Script to Change Standard SQL Account Passwords

• hll

  SSC-Addicted

  Points: 470

  More actions

  May 10, 2004 at 3:40 pm

  #82581

  We are now required to change standard sql account passwords every 45 days.

  Does anyone know if a script or dts package exists that will change all of the standard sql account passwords to a randomly generated password and collect the new passwords for the DBAs so they can be disseminated to the clients?

• TriggerMe

  SSChampion

  Points: 11752

  More actions

  May 10, 2004 at 11:50 pm

  #505904

  One way to do this is to get all the SQL Server Logins and create a T-SQL Script that uses the sp_password on each Login to change the password using an alogorithm!

  As for automating it to happen every 45 days, you can put this into a DTS Package. What you have to keep in mind is that how do you document what the new password is and how do you let the users know the ne password?

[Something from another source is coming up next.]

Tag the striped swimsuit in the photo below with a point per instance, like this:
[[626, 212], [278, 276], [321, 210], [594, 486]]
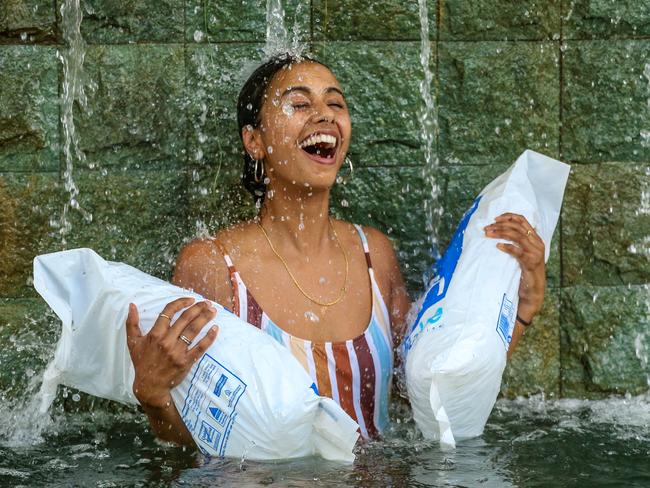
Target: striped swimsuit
[[356, 373]]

  Have you checked out any possible 3rd party products for this? I do not know of any yet.

  ---

  Kindest Regards,

• Alamir

  SSCertifiable

  Points: 6085

  More actions

  May 12, 2004 at 2:49 am

  #506090

  also you can put it on a job

  
  Alamir Mohamed
  Alamir_mohamed@yahoo.com
  

• Karl Klingler

  SSCertifiable

  Points: 5869

  More actions

  May 12, 2004 at 8:32 am

  #506156

  Perhaps saomething like:

  /* Ckange every users password to random number */

  /* (c) Karl Klingler 26.03.2004 */

  -- Hier muss die richtige Datenbank angewählt werden!!!

  use master

  -- Variablen deklarieren

  declare @seed smallint;

  declare @pwd sysname;

  declare @pwd1 sysname;

  declare @DBN sysname;

  declare @lname sysname;

  DECLARE @rc int;

  -- Cursor für die User deklarieren

  declare users_cur cursor

  for select [name] from [sysxlogins]

  -- und los geht's

  OPEN users_cur

  FETCH NEXT FROM users_cur

  INTO @lname

  WHILE @@FETCH_STATUS = 0 BEGIN

  -- Login anlegen

  select @rc=0

  select @pwd1=str(rand(datename(ms,getdate()))*1000000000);

  select @pwd=substring(@pwd1,4,len(@pwd1));

  exec @rc = sp_password NULL, @pwd, @lname;

  if @rc = 0

  PRINT 'PW for User ''' + @lname + ''' is: "'+@pwd+'".'

  else

  PRINT 'PW for User ''' + @lname + ''' could not be changed.'

  WAITFOR DELAY '000:00:00.01'

  FETCH NEXT FROM users_cur

  INTO @lname

  END

  CLOSE users_cur

  DEALLOCATE users_cur

  GO

  Best regards
  karl

• hll

  SSC-Addicted

  Points: 470

  More actions

  May 12, 2004 at 9:26 am

  #506165

  Thank you so very much.  This will work wonderfully.

  Lloyd

  

• sharrell

  SSC-Addicted

  Points: 477

  More actions

  May 12, 2004 at 4:53 pm

  #506219

  I just submitted a VBScript to the Scripts Library which will do this as well.  It is titled, Generate Strong Passwords for Standard SQL Logins, and should be available as soon as it passes the review process.

  Cheers,

  Steve

  
  Regards,
  Steve

  Meddle not in the affairs of dragons, for you are crunchy and taste good with ketchup.